Was macht die Frage „Was macht das mit dir“ mit dir?

In Fernsehtalkshows und Politikersprech tauchen mit schöner Regelmäßigkeit Formulierungen auf, die sich so schnell verbreiten wie eine nicht eingedämmte Pandemie. Eine Phrase scheint zurzeit ein exponentielles Wachstum zu verzeichnen: Was macht das mit dir? Wahlweise: Was macht das mit Ihnen? Was es mit mir macht? Dass ich extrem genervt bin.

Die Phrase kündet für mich davon, dass der, der da fragt, erstens nicht nachdenkt und zweitens einfach etwas nachplappert, was er anderswo gehört hat. „Was macht das mit dir?“ heißt für mich übersetzt: Ich weiß nicht so recht, wie ich eine konkrete Frage zu diesem Thema formulieren soll. Die Frage danach, was irgendetwas etwas mit einem macht, passt einfach immer, ohne genauer auf das einzugehen, worüber gesprochen wird.

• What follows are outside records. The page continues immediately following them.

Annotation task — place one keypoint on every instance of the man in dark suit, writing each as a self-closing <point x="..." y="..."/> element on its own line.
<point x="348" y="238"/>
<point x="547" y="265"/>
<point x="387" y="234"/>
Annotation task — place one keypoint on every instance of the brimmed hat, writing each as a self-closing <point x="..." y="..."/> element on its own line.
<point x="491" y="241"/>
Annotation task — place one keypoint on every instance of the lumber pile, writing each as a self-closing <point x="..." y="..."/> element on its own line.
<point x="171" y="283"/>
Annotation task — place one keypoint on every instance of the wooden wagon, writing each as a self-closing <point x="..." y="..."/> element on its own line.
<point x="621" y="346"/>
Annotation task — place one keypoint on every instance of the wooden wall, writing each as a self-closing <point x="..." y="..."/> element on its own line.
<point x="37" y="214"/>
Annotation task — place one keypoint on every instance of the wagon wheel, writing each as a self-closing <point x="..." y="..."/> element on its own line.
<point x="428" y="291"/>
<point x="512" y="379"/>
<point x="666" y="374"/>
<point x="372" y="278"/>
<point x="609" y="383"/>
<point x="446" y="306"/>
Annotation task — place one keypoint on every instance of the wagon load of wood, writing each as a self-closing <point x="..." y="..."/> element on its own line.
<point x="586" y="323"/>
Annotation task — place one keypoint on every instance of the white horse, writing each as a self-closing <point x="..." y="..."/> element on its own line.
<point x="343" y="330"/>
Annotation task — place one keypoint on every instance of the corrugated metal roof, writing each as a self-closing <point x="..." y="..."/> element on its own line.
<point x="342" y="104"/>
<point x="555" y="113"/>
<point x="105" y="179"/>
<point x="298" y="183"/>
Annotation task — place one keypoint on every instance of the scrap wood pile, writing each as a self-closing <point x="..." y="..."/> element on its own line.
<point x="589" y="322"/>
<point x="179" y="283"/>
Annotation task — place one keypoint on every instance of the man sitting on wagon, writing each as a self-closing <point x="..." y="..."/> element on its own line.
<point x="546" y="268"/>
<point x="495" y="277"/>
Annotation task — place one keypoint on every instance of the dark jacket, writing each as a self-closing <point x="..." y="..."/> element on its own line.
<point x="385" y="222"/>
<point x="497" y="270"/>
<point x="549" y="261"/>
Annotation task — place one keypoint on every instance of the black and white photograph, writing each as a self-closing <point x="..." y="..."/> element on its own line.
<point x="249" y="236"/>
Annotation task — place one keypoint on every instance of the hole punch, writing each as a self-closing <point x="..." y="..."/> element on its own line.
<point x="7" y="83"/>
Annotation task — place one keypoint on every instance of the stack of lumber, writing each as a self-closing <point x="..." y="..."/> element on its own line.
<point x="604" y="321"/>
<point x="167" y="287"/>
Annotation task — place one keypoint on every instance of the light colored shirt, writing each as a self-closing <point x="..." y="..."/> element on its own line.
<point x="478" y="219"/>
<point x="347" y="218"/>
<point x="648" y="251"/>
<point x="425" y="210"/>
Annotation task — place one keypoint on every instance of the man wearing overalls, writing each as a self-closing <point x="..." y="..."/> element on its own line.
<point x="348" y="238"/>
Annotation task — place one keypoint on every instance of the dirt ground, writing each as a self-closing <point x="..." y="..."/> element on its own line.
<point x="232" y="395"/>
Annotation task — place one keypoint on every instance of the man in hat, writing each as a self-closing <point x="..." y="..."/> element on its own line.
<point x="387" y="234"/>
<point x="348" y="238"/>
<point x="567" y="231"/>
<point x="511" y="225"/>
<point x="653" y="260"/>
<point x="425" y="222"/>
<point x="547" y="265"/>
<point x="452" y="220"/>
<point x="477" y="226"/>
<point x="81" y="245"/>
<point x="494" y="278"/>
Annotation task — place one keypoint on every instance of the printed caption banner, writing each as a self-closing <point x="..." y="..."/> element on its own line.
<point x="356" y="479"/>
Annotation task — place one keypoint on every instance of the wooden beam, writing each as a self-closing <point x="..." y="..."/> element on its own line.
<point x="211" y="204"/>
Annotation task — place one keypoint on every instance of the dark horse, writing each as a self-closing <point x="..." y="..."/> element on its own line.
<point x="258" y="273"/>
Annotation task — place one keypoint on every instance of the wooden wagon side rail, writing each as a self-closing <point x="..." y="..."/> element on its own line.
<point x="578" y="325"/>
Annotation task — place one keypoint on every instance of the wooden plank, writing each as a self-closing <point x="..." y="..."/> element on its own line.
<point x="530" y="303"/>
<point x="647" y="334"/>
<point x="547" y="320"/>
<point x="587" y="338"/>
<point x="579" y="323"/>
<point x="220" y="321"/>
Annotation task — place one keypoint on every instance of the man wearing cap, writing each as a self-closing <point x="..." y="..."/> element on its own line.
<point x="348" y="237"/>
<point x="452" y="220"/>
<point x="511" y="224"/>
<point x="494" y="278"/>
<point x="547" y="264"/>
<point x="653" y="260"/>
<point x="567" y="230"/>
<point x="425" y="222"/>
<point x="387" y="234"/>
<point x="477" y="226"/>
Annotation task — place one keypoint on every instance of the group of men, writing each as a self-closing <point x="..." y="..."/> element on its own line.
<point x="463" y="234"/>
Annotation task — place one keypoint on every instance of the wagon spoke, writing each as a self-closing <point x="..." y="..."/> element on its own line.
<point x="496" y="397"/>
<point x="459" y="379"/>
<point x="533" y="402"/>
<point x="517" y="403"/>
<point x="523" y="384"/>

Eine schlimme Phrasenfrage

„Was macht das mit dir?“ ist noch in anderer Hinsicht eine blöde Frage, eine schlimme Phrasenfrage oder wie ich sage, eine Überall-Formulierung. Das, worum es geht, macht meistens gar nichts, es ist einfach da. Derjenige, der davon betroffen ist, ist laut dieser Formulierung passiv und dem, was dieses unbeannte „Das“ macht, hilflos ausgeliefert. Keine Möglichkeit, sich dem zu widersetzen oder die Wirkung zu beeinflussen. Der Mensch, ein Opfer von etwas, das etwas mit ihm macht. Was ist dieses Etwas und was bedeutet machen?

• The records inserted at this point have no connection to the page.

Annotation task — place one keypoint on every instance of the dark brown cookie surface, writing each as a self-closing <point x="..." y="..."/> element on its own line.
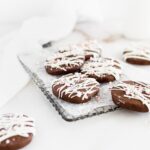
<point x="91" y="48"/>
<point x="75" y="88"/>
<point x="16" y="131"/>
<point x="132" y="95"/>
<point x="139" y="55"/>
<point x="102" y="69"/>
<point x="65" y="61"/>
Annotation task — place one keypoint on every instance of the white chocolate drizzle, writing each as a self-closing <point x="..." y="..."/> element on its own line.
<point x="101" y="67"/>
<point x="13" y="125"/>
<point x="138" y="90"/>
<point x="138" y="52"/>
<point x="66" y="58"/>
<point x="76" y="85"/>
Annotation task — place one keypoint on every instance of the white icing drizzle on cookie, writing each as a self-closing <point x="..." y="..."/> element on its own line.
<point x="76" y="85"/>
<point x="101" y="67"/>
<point x="66" y="58"/>
<point x="91" y="47"/>
<point x="13" y="125"/>
<point x="138" y="52"/>
<point x="139" y="91"/>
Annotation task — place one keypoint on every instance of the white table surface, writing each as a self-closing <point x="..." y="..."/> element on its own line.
<point x="119" y="130"/>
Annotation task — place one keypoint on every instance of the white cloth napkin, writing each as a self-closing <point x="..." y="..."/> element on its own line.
<point x="32" y="34"/>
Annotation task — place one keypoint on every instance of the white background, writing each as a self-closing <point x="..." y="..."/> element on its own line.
<point x="112" y="131"/>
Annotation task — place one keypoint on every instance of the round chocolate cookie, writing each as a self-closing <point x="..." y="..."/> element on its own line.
<point x="139" y="55"/>
<point x="65" y="61"/>
<point x="102" y="69"/>
<point x="132" y="95"/>
<point x="91" y="48"/>
<point x="16" y="131"/>
<point x="75" y="88"/>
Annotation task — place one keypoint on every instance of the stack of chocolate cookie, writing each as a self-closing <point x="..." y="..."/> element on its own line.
<point x="86" y="69"/>
<point x="16" y="131"/>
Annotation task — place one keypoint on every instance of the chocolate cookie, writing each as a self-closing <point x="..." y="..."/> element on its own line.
<point x="139" y="55"/>
<point x="91" y="48"/>
<point x="75" y="88"/>
<point x="65" y="61"/>
<point x="132" y="95"/>
<point x="16" y="131"/>
<point x="102" y="69"/>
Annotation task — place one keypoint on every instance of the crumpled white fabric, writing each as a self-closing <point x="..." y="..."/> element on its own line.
<point x="29" y="37"/>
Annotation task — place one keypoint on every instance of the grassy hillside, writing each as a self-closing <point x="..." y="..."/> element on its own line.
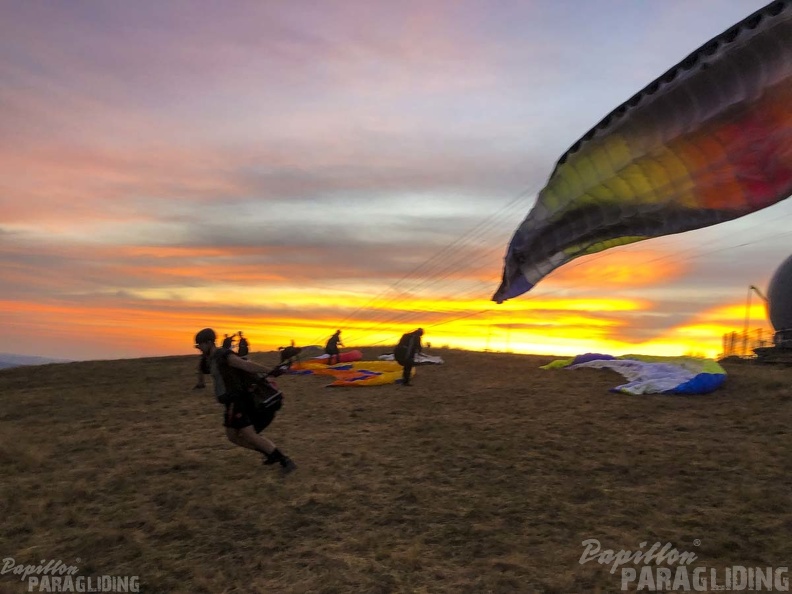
<point x="485" y="476"/>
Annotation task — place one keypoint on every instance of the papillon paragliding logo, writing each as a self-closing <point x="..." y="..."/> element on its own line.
<point x="663" y="568"/>
<point x="56" y="576"/>
<point x="708" y="141"/>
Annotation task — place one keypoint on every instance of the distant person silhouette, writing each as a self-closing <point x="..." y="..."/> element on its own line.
<point x="228" y="341"/>
<point x="331" y="348"/>
<point x="243" y="348"/>
<point x="405" y="352"/>
<point x="243" y="422"/>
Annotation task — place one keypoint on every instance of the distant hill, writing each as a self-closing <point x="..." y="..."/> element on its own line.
<point x="10" y="360"/>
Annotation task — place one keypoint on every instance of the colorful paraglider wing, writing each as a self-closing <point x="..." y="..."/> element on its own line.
<point x="654" y="375"/>
<point x="707" y="142"/>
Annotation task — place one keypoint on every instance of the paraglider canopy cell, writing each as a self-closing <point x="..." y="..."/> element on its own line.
<point x="779" y="297"/>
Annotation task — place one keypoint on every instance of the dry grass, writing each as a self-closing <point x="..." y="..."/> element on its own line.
<point x="485" y="476"/>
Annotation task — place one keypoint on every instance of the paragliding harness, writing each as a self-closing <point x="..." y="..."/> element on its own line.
<point x="264" y="393"/>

Twitterin La vie en sauce aka @asphaltflausch hat das ganze Elend dieser Frage in einen schönen Tweet verpackt:

Ich hätte ein paar Gegenvorschläge für bessere Fragen. Die sollte ich vielleicht mal Markus Lanz ans Herz legen, der in seinen Talkshows die Phrase von etwas, das etwas mit jemandem macht, bis zum Exzess treibt. Wie wäre es also mit diesen Fragen?

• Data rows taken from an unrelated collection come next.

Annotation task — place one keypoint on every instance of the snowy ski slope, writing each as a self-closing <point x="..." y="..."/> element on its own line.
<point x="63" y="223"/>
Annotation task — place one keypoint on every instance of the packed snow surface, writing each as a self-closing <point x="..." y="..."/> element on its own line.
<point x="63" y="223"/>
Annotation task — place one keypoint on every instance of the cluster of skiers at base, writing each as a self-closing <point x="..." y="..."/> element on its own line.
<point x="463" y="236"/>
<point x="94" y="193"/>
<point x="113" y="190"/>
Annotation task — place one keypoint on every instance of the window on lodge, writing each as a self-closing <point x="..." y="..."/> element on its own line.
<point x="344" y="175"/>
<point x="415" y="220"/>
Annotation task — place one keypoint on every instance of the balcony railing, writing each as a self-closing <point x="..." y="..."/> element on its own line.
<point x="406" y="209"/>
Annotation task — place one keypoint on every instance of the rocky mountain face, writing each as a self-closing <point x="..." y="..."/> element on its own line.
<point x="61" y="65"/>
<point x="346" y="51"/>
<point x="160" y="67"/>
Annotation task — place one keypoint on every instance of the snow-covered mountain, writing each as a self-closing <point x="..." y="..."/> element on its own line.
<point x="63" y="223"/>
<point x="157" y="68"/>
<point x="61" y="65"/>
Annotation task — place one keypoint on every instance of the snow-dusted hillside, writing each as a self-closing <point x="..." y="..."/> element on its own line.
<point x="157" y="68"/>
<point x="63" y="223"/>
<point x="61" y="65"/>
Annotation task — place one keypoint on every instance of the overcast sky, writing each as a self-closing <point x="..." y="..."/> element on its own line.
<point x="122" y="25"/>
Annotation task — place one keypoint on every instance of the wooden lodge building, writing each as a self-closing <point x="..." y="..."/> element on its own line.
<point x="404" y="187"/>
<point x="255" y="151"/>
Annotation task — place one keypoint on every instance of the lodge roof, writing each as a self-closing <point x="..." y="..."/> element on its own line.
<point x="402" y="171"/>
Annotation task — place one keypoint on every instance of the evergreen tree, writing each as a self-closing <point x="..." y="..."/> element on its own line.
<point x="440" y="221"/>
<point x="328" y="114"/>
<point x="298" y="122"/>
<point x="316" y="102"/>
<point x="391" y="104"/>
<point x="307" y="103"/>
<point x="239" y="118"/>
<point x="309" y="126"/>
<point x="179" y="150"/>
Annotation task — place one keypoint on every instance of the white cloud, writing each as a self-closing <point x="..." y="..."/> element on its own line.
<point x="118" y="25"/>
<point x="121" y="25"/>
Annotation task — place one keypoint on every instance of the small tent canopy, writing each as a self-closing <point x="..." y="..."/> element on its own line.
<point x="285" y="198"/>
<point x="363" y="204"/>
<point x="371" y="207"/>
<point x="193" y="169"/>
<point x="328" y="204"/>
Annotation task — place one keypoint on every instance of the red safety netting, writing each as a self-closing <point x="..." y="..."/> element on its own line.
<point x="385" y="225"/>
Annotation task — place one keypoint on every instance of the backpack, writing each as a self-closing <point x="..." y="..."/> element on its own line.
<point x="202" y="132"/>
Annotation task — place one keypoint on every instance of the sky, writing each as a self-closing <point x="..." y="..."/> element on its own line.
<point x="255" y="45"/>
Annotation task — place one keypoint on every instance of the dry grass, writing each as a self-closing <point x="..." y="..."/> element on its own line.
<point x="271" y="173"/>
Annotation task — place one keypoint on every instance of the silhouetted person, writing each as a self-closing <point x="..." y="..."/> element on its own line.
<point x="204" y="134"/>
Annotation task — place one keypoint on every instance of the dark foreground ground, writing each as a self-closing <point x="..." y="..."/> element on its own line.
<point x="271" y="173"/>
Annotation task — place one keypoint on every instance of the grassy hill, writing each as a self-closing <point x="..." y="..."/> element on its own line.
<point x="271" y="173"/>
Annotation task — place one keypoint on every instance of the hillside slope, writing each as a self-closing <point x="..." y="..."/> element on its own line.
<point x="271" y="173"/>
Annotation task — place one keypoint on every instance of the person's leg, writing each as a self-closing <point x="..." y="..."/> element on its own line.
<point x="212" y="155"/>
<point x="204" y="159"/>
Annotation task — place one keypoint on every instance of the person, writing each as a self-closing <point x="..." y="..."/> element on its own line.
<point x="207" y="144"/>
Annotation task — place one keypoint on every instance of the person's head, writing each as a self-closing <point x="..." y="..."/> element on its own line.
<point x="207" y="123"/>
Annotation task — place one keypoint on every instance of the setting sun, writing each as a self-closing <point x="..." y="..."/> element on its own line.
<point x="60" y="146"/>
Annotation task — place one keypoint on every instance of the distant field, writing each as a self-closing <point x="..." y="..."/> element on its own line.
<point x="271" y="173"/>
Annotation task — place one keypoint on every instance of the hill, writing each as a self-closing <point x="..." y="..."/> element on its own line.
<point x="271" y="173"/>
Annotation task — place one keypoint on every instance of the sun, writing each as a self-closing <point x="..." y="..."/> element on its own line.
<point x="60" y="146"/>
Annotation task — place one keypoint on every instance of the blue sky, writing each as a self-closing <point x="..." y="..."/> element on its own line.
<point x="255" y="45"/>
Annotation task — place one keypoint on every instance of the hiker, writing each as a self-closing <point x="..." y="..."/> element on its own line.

Wie fühlen Sie sich in dieser Situation?
Was bedeutet das für Ihr Leben?
Inwiefern beeinflusst die Pandemie/die Schließung Ihres Geschäfts/die Schließung der Schulen Ihren Alltag?
Wie gehen Sie damit um?
Wie würden Sie es finden, wenn . . ?
Schildern Sie bitte mal, was Sie in so einem Fall machen?
Wie reagieren Sie darauf?
Welche Lösung haben Sie für sich gefunden?
Wie schätzen Sie das ein?

Das macht nichts

Niemand muss also fragen, was irgendetwas mit einem macht. Ich hoffe mal, dass diese dämliche Frage irgendwann wieder aus dem allgemeinen Sprachgebrauch verschwindet. Vielleicht am Ende des Tages (noch so eine blöde Formulierung). Es macht gar nichts, wenn das niemand mehr fragt.